Three days after Perko gave Christian the telegram, he was on a boat from Leyte to Okinawa, Jack trying to hold him together, the American flag cracking in the wind behind them.
*
Meat and potatoes. Good meat—a thick, bloody steak—and mashed potatoes with butter. That’s what Christian and Jack ate on the boat the night before they landed on the main island of Okinawa in April.
This time, Christian was not scared of the fight. After a week on the island, tired from pulling a trigger so many times, he looked down at his hands and realized he had become numb to killing Japanese soldiers. It would come back to haunt him later, he was sure—the stunned faces, the rows of black eyes staring at him, peering at death. But for now, he felt as lifeless as the bodies he’d leveled.
On May 8 came the news that Germany had surrendered. On Okinawa, and everywhere the American and Allied soldiers were stationed, victory was celebrated. Now, Perko reminded them, pausing their revelry, they just had to defeat Japan.
By the beginning of June, the Seventh had been fighting in Okinawa for more than two months. Somehow, Christian was still alive, Jack was next to him, and they were both still fighting in the intense heat, through a weight of despair.
On their seventieth day of fighting, Christian and his unit were hit by yet another onshore assault.
“You want to stay alive?” said Jack, as Christian crouched down in his foxhole. “Stop bobbing your head out of the bunkers like a dolphin doing tricks. My hand is gonna get blown off because I have to shove you down every single day.”
“For someone who didn’t plan on enlisting, you sure have taken a liking to this soldiering crap,” said Christian.
“I know,” said Jack, shaking his head, soaked in sweat. They’d all agreed that the hellish heat in Okinawa was the worst they’d ever experienced. The pounding sun of Leyte felt like winter compared to the jungles of southern Japan. “It’s disturbing. Maybe I just need people telling me what to do, like in the Children’s Home. Over ten years in that dump, and I can’t think for myself anymore.”
“You’re a much better soldier than I’ll ever be,” he said, remembering what he’d done in the Philippines.

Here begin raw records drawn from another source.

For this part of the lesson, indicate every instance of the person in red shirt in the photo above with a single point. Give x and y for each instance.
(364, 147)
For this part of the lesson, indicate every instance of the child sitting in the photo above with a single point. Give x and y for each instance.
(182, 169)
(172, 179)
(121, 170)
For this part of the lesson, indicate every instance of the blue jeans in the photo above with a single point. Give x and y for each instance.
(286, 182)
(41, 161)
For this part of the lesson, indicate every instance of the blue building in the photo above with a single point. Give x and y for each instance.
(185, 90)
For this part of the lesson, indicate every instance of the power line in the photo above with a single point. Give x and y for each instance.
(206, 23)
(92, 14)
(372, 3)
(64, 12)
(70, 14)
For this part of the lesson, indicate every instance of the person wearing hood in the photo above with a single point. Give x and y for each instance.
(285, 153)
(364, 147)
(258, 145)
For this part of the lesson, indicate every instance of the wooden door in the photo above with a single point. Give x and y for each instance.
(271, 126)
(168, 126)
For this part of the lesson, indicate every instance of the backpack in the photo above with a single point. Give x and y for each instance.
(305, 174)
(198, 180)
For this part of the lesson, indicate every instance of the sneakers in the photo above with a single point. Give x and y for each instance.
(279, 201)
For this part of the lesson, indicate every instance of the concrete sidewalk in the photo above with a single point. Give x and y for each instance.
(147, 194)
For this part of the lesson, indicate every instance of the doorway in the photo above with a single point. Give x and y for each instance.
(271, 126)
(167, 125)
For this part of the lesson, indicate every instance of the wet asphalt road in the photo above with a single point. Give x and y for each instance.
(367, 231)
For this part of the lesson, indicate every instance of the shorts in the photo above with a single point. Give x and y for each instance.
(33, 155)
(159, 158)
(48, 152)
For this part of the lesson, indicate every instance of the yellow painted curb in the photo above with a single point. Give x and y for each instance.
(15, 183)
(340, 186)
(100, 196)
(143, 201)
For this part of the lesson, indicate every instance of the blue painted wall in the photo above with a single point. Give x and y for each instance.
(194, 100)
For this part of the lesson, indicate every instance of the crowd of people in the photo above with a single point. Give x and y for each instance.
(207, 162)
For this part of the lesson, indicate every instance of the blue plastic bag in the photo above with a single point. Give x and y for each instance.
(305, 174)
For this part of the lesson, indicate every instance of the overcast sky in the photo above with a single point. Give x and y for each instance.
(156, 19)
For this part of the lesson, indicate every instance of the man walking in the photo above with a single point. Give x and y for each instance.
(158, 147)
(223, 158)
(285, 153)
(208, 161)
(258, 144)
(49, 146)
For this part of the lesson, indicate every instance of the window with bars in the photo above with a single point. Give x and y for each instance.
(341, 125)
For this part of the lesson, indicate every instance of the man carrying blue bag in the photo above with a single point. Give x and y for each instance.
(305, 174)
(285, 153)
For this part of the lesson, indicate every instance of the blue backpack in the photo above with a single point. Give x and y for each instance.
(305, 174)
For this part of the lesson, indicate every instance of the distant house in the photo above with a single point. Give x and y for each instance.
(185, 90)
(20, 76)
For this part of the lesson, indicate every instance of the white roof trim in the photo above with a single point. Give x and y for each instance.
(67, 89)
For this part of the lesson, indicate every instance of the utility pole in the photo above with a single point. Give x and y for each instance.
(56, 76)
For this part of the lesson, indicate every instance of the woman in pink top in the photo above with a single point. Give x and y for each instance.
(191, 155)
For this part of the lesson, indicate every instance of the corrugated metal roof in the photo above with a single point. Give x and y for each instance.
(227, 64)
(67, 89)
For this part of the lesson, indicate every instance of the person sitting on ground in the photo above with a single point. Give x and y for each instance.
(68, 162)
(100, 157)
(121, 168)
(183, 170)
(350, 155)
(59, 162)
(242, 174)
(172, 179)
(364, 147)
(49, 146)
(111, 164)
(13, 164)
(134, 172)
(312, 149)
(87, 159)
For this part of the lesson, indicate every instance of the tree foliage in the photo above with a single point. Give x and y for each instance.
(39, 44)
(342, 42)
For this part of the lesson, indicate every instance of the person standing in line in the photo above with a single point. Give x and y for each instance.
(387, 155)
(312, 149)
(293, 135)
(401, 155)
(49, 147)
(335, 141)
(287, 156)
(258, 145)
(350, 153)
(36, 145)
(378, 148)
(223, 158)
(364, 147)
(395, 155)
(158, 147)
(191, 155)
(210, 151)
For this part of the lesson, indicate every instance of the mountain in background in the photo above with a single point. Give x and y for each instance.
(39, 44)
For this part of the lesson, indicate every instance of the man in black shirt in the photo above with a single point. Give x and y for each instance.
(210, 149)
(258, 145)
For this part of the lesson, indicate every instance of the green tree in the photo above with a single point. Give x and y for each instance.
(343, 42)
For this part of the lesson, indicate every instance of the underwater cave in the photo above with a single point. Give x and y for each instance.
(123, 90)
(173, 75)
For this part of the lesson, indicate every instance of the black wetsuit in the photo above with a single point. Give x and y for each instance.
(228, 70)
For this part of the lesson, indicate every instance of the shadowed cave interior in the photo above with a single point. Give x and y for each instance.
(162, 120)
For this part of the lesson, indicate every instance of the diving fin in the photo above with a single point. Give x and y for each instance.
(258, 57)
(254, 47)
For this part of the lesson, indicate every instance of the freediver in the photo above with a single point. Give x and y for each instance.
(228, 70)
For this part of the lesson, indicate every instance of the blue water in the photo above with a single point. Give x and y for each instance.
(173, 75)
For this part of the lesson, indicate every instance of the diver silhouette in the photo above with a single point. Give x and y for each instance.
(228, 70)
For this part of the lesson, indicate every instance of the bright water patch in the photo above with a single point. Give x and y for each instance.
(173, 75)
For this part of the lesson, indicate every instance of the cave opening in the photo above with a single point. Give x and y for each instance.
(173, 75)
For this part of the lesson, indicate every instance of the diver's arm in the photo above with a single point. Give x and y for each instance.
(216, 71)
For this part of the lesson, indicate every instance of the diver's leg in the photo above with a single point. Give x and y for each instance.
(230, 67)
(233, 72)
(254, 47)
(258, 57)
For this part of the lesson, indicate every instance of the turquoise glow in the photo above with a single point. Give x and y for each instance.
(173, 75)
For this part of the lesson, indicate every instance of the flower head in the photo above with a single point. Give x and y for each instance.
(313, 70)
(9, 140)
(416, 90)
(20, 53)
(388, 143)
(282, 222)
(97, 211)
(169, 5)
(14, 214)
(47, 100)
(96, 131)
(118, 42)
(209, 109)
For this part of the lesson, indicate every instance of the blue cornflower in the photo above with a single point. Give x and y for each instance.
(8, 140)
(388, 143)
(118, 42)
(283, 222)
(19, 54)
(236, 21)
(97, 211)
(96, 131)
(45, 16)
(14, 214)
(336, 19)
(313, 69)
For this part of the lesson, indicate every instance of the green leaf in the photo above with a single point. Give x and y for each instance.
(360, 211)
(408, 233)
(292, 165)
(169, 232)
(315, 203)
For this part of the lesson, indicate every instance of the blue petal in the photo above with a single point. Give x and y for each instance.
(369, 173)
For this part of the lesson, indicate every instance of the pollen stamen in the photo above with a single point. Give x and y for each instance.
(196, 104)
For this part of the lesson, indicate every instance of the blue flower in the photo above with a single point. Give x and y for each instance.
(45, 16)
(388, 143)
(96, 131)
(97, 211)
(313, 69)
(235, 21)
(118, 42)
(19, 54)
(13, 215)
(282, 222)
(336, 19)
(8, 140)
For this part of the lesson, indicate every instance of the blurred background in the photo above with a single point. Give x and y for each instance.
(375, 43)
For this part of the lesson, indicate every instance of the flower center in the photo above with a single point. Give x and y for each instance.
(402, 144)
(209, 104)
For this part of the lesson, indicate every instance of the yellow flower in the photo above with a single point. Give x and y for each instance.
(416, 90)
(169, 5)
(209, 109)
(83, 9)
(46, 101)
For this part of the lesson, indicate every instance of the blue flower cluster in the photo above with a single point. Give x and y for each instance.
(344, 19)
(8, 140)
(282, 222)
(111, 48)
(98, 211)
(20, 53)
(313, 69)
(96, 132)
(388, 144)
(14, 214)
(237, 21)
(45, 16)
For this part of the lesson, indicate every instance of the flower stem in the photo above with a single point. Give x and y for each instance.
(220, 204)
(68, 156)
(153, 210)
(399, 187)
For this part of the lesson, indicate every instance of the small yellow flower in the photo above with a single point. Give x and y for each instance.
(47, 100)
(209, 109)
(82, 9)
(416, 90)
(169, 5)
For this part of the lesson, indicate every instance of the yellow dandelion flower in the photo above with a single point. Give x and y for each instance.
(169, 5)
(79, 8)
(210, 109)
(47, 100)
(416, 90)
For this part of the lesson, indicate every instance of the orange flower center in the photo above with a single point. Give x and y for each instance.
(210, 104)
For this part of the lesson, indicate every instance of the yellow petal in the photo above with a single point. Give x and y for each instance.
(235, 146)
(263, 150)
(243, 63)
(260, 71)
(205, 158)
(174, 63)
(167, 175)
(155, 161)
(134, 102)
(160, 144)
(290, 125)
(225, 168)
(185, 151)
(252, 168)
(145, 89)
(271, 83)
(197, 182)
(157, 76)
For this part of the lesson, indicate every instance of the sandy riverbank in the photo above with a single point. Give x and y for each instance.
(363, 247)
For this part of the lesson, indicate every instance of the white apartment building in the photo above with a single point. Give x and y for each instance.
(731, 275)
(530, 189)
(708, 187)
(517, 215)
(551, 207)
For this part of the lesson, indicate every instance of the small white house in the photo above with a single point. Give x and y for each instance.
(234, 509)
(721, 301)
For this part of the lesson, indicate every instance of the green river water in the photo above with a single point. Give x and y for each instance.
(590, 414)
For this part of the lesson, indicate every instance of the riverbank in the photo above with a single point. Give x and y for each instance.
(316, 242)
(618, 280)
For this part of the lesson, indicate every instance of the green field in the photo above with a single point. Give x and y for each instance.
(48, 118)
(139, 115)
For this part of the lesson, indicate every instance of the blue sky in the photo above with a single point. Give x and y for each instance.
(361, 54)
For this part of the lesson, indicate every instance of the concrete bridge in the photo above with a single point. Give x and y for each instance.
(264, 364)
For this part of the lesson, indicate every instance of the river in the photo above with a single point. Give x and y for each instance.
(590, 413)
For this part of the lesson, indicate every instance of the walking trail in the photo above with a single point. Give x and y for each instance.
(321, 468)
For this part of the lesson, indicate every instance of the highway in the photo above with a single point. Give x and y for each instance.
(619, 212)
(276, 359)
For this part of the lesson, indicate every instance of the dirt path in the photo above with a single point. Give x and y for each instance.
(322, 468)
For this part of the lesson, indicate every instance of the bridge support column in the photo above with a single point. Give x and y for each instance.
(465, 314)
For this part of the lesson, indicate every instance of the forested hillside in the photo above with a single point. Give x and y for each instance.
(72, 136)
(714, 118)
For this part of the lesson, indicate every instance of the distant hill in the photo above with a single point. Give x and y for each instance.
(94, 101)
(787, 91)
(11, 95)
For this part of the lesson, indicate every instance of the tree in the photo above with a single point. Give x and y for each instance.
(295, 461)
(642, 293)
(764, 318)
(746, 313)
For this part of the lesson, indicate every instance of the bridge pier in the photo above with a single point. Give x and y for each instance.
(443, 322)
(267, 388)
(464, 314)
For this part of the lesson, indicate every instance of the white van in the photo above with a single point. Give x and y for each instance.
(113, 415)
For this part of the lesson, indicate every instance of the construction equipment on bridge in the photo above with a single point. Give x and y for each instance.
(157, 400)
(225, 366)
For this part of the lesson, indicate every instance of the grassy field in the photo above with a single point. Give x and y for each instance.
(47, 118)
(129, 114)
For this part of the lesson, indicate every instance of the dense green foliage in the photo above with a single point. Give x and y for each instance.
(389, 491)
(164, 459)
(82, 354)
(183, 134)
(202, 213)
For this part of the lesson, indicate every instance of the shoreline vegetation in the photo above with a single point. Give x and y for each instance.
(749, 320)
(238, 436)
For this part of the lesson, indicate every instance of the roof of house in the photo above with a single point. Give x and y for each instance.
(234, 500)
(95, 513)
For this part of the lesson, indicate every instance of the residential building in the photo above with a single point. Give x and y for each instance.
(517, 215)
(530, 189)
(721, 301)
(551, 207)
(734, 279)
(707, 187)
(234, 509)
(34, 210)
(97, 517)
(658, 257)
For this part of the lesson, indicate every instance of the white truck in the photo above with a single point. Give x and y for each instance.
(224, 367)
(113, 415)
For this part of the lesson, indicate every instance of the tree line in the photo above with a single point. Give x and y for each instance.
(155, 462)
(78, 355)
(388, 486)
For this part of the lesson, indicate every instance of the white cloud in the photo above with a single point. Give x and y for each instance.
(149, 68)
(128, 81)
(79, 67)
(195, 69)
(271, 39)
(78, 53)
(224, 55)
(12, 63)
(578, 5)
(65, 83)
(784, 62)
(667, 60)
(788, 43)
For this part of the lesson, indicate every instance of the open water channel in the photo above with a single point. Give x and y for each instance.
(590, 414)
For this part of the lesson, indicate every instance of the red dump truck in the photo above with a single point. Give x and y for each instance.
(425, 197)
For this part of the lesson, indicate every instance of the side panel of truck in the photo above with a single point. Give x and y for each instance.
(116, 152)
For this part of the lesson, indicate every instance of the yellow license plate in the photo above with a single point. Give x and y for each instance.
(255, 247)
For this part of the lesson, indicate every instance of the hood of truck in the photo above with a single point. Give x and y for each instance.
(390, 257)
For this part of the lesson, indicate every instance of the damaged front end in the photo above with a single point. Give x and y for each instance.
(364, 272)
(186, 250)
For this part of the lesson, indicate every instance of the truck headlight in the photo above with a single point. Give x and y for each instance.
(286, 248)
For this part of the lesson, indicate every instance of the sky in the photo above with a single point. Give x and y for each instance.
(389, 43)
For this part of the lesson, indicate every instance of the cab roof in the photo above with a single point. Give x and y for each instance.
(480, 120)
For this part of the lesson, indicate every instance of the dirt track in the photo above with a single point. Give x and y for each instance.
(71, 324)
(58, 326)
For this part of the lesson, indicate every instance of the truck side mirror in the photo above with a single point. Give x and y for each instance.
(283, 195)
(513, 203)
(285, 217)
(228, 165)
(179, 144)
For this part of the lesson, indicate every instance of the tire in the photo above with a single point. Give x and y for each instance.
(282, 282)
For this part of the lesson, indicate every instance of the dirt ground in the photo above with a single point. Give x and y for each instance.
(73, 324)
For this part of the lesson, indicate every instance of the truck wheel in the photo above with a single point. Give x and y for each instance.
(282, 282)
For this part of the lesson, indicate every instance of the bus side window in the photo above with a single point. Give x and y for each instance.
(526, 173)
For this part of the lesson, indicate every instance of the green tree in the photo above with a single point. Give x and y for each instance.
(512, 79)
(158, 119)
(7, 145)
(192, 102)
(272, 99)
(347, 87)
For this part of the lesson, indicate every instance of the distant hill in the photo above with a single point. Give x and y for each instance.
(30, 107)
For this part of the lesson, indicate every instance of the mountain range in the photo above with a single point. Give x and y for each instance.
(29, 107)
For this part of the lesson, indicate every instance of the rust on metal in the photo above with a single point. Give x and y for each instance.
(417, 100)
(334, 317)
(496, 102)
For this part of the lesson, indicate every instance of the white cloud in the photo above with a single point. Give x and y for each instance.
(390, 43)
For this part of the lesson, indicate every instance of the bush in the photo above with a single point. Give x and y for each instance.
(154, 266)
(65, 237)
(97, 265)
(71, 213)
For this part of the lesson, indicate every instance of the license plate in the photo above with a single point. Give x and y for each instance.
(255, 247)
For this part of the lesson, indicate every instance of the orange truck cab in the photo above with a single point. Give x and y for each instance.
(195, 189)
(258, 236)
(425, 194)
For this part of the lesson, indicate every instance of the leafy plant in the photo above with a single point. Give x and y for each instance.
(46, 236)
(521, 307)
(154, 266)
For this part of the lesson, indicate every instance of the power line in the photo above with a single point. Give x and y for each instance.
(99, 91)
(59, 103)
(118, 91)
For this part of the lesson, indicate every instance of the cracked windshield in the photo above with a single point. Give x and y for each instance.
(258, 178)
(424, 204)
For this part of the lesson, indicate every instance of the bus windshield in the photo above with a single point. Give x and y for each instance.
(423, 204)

“That is definitely true,” said Jack. “Because you’re awful. But right now, I won’t hold it against you. Losing your parents, not knowing about Inge. It’s total shit. So I’ll keep pushing your head down, and you just keep on going.”
Christian nodded and felt for the piece of wood in his pocket—the toothpick that Jack had made from the cross that Dave put up on Kwajalein. Jack’s shoe had become too big a good luck charm. In battle, he traded it for a crudely whittled toothpick.
“But if you’re like this wherever we end up next,” Jack warned, “I’m just going to let you die.”
“Where we end up next?” said Christian. “How long have we been in this shithole? Over seventy days? The war is ending soon. It has to.”
“That’s what we said after Leyte,” said Jack. “So is this the end?”